Director of Coin Center warns “crypto hell” if the Clarity law does not advance

Peter Van Valkenburgh, director of Coin Center, issued a direct warning about the future of cryptocurrency regulation in the United States when referring to the debate surrounding the Clarity Act.

in a comment published in Xmaintained that The real risk is not in regulating more, but in leaving developers without clear legal protectionswhich – according to him – would open the door to a scenario of regulatory persecution and political discretion.

The Clarity law remains more stagnant than ever, as reported by CriptoNoticias, March 1 was proposed as the deadline for bankers and cryptocurrency entrepreneurs to reach an agreement but it is far from reality.

Regarding this, Van Valkenburgh questioned that, without legislation like Clarity, the ecosystem could be exposed to aggressive interpretations by different federal agencies. In his text, he spoke of a possible expansive use of regulations against developers of privacy tools, in addition to a more severe reading of the rules on securities, money transmission and anti-laundering obligations.
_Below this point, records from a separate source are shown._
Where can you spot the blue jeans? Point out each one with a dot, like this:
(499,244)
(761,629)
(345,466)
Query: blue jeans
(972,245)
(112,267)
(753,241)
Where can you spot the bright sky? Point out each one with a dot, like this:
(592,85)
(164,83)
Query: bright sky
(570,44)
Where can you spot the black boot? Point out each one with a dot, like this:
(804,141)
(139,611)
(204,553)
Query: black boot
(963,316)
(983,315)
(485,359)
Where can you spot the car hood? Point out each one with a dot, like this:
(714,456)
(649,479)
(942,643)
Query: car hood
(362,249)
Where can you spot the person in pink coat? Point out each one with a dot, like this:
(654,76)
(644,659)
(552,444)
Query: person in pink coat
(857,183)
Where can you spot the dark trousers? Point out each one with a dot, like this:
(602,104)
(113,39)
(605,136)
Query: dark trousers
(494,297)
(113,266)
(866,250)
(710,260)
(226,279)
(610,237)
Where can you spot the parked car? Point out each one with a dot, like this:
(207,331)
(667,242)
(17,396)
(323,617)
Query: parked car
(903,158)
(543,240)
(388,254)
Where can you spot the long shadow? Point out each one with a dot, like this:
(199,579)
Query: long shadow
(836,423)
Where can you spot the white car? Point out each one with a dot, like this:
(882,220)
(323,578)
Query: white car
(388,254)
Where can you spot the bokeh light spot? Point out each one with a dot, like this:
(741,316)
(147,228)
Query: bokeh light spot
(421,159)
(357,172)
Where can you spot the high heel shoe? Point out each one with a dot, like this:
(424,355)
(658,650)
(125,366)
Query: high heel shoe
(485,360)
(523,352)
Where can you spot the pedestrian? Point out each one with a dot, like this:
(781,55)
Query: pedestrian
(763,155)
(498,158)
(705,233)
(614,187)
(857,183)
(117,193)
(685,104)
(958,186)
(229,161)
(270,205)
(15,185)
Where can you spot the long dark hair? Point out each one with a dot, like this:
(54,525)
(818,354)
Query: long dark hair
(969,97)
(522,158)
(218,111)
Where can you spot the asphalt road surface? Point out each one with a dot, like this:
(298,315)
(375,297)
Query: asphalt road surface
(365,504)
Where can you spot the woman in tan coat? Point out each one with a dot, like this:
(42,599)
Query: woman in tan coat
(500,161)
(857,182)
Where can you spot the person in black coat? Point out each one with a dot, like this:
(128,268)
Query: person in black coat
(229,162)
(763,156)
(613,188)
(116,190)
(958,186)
Photography by Peter Van ValkenburghPhotography by Peter Van Valkenburgh
The Coin Center Executive recalled that seven weeks have passed without progress on the market structure law in the Senate. Source: @valkenburgh /

The Coin Center manager also warned that the problem would not only be technical, but political: In his opinion, without statutory protections for software and open infrastructure, the sector would be at the mercy of “prosecutorial discretion, political fashion and fear.” In that context, he described as a real risk that both hard-line national security sectors and authoritarian currents could use ambiguous laws against neutral or dissident technologies.

For Van Valkenburgh, the discussion about Clarity should not focus on the current administration, but on shielding the sector from future governments. His message was blunt: if Congress misses this opportunity, the result could be an environment that he himself summarized as “crypto hell”, a “crypto hell” marked by legal uncertainty, regulatory pressure and a greater threat to innovation.

What does “crypto hell” mean without the Clarity law?

In his analysis, Van Valkenburgh did not stay in the abstract and outlined what that scenario would look like concretely without a law that establishes clear limits:

The Department of Justice (DOJ) could continue to broadly use section 18 USC -1960 to prosecute developers of privacy tools, treating them as unlicensed money transmitters, even when their function is purely technological.

At the same time, the Securities and Exchange Commission (SEC) would have room to revoke previous guidance and adopt a more aggressive stance, classifying most crypto assets as securities. Additionally, it could revive attempts to expand the definition of “intermediaries” under the Exchange Act, which would affect developers and infrastructure providers whenever their software interacts with tokenized assets.

For its part, the Treasury Department and FinCEN could push for stricter interpretations of the Bank Secrecy Actexpanding the concept of “financial institution” to impose AML (anti-money laundering) and KYC (know your customer) obligations on actors within the decentralized web, even those who do not custody funds.

Under this scenario, Van Valkenburgh’s warning goes beyond a legislative dispute, and focuses on the decision about whether the future will be governed by clear rules or by the changing interpretation of regulators that affect the development of the ecosystem.